As an editorial resident here at AIGA, I spend heaps of time on the internet scouring social media and websites for the choicest design news. You’re too busy with your life to do this each week, so I’ve brought all my findings here. Follow along all day every day on Instagram @AIGAeyeondesign and Twitter @aigaeyeondesign

This week I…

…get out and about on the New York subway using Triboro’s new Wrong Color subway maps. Did they get me lost? Hell yeah they did, but they look pretty damn cool, so I’m not sure I mind. Best kept on a studio wall rather than out and about in the city though.
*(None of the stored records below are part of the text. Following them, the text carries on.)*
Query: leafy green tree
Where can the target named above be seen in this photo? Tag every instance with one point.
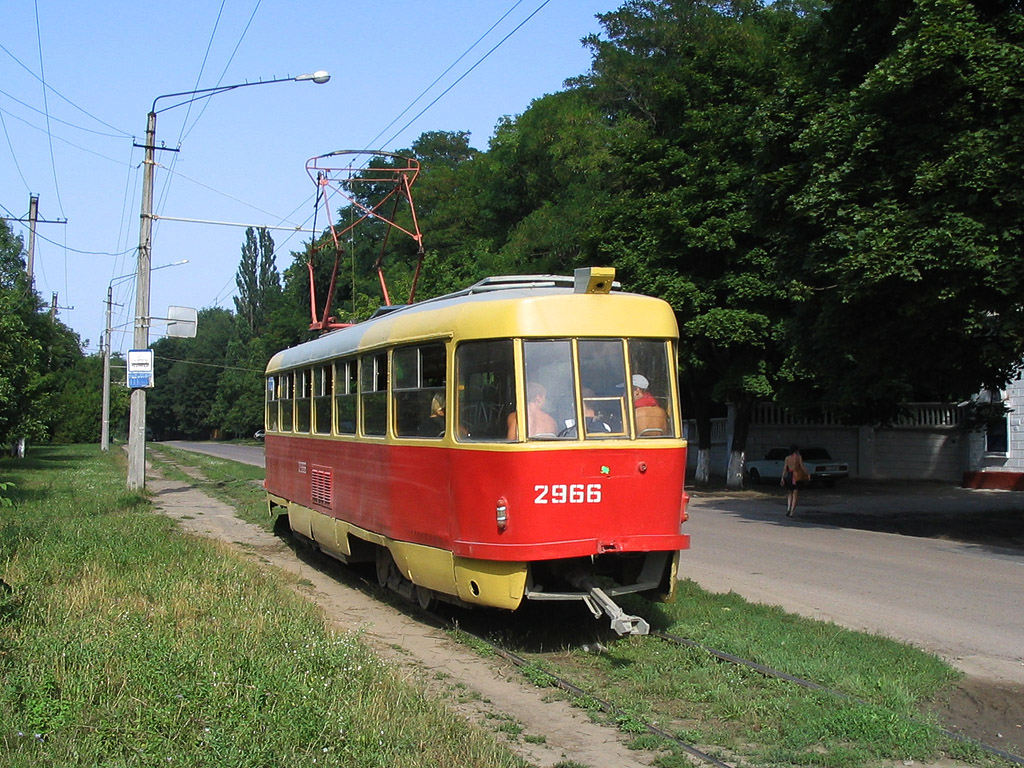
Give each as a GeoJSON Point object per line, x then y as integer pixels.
{"type": "Point", "coordinates": [907, 263]}
{"type": "Point", "coordinates": [257, 281]}
{"type": "Point", "coordinates": [685, 80]}
{"type": "Point", "coordinates": [36, 352]}
{"type": "Point", "coordinates": [186, 373]}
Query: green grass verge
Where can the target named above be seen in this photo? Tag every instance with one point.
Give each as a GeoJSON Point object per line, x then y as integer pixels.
{"type": "Point", "coordinates": [759, 720]}
{"type": "Point", "coordinates": [123, 643]}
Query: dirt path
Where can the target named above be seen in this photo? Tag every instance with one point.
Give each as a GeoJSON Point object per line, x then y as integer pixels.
{"type": "Point", "coordinates": [484, 691]}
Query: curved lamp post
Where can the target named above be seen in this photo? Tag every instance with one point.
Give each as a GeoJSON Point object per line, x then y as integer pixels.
{"type": "Point", "coordinates": [136, 428]}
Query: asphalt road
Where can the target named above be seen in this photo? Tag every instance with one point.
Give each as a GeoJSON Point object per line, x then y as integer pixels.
{"type": "Point", "coordinates": [237, 453]}
{"type": "Point", "coordinates": [926, 563]}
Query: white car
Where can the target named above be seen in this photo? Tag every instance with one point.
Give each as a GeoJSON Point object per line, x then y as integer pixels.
{"type": "Point", "coordinates": [819, 463]}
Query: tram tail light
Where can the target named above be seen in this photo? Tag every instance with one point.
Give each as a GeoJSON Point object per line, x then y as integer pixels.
{"type": "Point", "coordinates": [593, 280]}
{"type": "Point", "coordinates": [502, 513]}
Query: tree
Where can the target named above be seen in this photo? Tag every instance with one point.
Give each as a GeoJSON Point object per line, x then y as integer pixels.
{"type": "Point", "coordinates": [257, 281]}
{"type": "Point", "coordinates": [685, 80]}
{"type": "Point", "coordinates": [907, 263]}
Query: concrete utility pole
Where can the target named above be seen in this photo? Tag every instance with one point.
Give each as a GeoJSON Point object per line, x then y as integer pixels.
{"type": "Point", "coordinates": [136, 424]}
{"type": "Point", "coordinates": [33, 219]}
{"type": "Point", "coordinates": [104, 431]}
{"type": "Point", "coordinates": [136, 427]}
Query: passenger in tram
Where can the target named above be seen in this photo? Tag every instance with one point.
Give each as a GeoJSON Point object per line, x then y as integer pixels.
{"type": "Point", "coordinates": [434, 424]}
{"type": "Point", "coordinates": [539, 422]}
{"type": "Point", "coordinates": [594, 423]}
{"type": "Point", "coordinates": [652, 421]}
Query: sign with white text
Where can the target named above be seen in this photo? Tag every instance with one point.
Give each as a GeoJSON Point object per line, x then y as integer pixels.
{"type": "Point", "coordinates": [139, 369]}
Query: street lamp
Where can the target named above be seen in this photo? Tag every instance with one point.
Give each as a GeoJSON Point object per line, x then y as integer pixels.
{"type": "Point", "coordinates": [104, 432]}
{"type": "Point", "coordinates": [136, 427]}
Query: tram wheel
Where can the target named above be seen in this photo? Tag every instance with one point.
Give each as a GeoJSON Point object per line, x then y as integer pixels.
{"type": "Point", "coordinates": [385, 564]}
{"type": "Point", "coordinates": [426, 598]}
…peruse the shortlists for this year’s Stack Awards for independent magazines. 2016’s awards include Magazine, Launch, Editor, Art Director, and Cover of the Year, best use of Photography and Illustration, Best Original Fiction and Non-Fiction, and Student Magazine of the Year. The shortlists are decidedly impressive, and the winners will be announced on November 29. Look out!

…head down to the Superchief Gallery in Los Angeles to take in their incredible Soft show. The exhibition brings together some incredible illustration talent to make unique pieces of woven art. Most deal with the occult, pornography, fantasy beasts, amazonian warriors and ancient mythology—not really the typical subject matter you find in weaving. But stuff tradition, because the artwork’s magnificent and is only on show for a few more days. Head down and check ‘em out.

Maurizio Cattelan, America
Maurizio Cattelan, America

…wonder how decadent it’s going to feel to take a poop in a golden toilet right in the middle of Manhattan’s Guggenheim Museum. Maurizio Cattelan’s America is an 18 carat gold (fully functioning) toilet that pays homage to the late, great Duchamp’s Fountain. Unlike Duchamp’s masterwork, this one’s designed to be used, and right now you too can do your business on this glorious golden throne.

…feel bleak with this short Adam Curtis film for Vice, that’s a teaser for his new feature length documentary HyperNormalisation. Without ruining the ending, everything is broken and we’re all screwed. Or at least that’s what Curtis thinks, but he’s always been a bit miserly.